Article 10 of the European Convention on Human Rights (“the ECHR”) does confer a right of access to information held by public bodies.

So, at least, says the Second Section of the European Court of Human Rights at §§20 and 24 of its judgment in Youth Initiative for Human Rights v Serbia, Application no 48135, 25 June 2013. The Second Section cites the now well-known chamber level judgments of Társaság and Kenedi for this proposition, at the same time entirely ducking the task of explaining or justifying why or how its decision to create this new ‘human right’ is consistent or reconcilable with the Grand Chamber’s prior judgments in Leander and Roche (both of which rejected the submission that Article 10 conferred any such right).

As avid readers of this blog will be aware, this issue has already been the subject of extensive domestic litigation in the UK. While Lord Brown may have thought he gave the argument that Article 10 confers a right of access to documents its quietus in Sugar v BBC, the willingness of the Second Section to flout two Grand Chamber decisions (and, indeed, not even to cite them when doing so) means that the forthcoming Supreme Court hearing in Kennedy v Charity Commrs (in which a smorgasbord of 11KBW members will be appearing) should make for interesting viewing.

One might have thought (and even hoped) that the Strasbourg Court would have learned some lessons about the dangers of merrily ‘discovering’ new ‘human rights’ while ignoring, and refusing to grapple with, inconvenient prior Grand Chamber decisions from the MT and Greens v UKFrodl v Austria, Hirst v UK debacle. Apparently not.
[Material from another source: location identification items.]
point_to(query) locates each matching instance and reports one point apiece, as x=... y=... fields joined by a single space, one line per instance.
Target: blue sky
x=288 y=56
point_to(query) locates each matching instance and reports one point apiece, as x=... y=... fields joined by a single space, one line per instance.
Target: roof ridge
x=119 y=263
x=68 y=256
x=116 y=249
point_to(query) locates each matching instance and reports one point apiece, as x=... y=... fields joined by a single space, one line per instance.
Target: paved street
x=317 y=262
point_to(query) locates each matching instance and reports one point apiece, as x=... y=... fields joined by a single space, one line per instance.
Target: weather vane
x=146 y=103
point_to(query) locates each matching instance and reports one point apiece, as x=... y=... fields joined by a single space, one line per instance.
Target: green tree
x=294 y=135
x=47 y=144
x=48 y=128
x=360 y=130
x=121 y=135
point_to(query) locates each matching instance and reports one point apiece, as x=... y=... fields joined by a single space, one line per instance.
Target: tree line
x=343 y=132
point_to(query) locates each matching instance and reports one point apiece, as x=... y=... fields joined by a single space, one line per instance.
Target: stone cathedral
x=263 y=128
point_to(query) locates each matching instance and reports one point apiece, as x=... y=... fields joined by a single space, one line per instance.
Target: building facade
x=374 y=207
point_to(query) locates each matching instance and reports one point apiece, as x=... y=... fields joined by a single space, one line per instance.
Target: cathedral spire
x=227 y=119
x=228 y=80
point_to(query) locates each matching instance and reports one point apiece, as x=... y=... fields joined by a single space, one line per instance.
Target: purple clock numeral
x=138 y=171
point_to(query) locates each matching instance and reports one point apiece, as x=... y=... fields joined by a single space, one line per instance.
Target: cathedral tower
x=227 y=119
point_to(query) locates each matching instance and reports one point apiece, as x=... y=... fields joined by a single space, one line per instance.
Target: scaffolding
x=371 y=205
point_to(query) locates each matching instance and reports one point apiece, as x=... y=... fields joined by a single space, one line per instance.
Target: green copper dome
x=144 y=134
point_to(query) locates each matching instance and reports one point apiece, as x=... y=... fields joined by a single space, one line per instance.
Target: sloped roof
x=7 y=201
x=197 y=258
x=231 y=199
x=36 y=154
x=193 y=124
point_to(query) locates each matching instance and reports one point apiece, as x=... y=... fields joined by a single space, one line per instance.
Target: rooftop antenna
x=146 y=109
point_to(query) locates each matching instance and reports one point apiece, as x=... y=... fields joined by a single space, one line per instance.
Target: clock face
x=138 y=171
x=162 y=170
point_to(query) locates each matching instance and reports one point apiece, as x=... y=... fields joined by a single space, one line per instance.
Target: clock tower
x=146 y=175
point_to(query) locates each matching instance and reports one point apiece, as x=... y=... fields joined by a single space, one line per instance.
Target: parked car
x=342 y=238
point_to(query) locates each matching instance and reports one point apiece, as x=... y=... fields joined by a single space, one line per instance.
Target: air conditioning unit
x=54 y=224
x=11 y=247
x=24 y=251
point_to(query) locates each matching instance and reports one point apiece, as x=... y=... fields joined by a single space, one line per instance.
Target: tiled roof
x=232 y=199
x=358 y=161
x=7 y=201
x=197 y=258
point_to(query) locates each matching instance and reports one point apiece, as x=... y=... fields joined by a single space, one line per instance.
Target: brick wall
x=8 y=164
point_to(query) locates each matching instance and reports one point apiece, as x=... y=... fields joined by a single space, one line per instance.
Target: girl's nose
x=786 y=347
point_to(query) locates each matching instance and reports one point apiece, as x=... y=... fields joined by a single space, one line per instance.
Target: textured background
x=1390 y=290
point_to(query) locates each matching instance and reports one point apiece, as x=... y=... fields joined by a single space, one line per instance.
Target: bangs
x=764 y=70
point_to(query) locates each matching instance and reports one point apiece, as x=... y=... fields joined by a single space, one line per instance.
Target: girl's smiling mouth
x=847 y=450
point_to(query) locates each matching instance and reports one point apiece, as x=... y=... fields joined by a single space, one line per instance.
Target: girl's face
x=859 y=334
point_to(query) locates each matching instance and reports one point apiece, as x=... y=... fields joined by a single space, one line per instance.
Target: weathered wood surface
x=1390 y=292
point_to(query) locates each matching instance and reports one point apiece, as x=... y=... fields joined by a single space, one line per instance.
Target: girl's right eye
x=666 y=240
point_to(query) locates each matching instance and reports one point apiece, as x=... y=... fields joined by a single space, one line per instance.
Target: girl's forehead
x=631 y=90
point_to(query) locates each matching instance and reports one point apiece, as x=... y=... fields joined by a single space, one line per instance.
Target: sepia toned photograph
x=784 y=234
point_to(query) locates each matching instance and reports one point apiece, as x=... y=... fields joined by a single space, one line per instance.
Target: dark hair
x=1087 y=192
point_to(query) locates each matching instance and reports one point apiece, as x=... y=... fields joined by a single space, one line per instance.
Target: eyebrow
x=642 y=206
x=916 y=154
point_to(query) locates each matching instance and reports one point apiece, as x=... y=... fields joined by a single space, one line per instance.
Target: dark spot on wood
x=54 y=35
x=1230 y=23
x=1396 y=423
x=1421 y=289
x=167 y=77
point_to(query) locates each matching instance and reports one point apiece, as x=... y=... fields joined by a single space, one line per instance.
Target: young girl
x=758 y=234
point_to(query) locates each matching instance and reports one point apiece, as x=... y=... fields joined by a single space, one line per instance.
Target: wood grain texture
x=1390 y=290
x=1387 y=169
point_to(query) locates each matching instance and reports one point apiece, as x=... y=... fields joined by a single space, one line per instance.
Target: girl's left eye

The judgment also includes a rather trenchant joint concurring opinion from Judges Sajo and Vucinic, in which those legal luminaries effectively say that they think the Grand Chamber decision in Leander is old hat, at least in so far as it concerns this point.

This view, so it is said by the jointly concurring judges, is supported by the fact that another Grand Chamber judgment (which itself did not have much to say about any of these points), Gillberg v Sweden, did not quote the passage from Leander where the Grand Chamber rejected the submission that Article 10 gives a right to access information. Suffice to say that the jointly concurring judges’ further reasoning in support of their position is of a similar calibre.

What is clear from the first sentence of the joint concurring opinion is that Judges Sajo and Vucinic both think that they are justified in inventing this new ‘human right’, and in the process setting the Strasbourg Court up as the pan-European final appellate court for freedom of information matters, by the need to impose greater transparency on former totalitarian ECHR signatory States.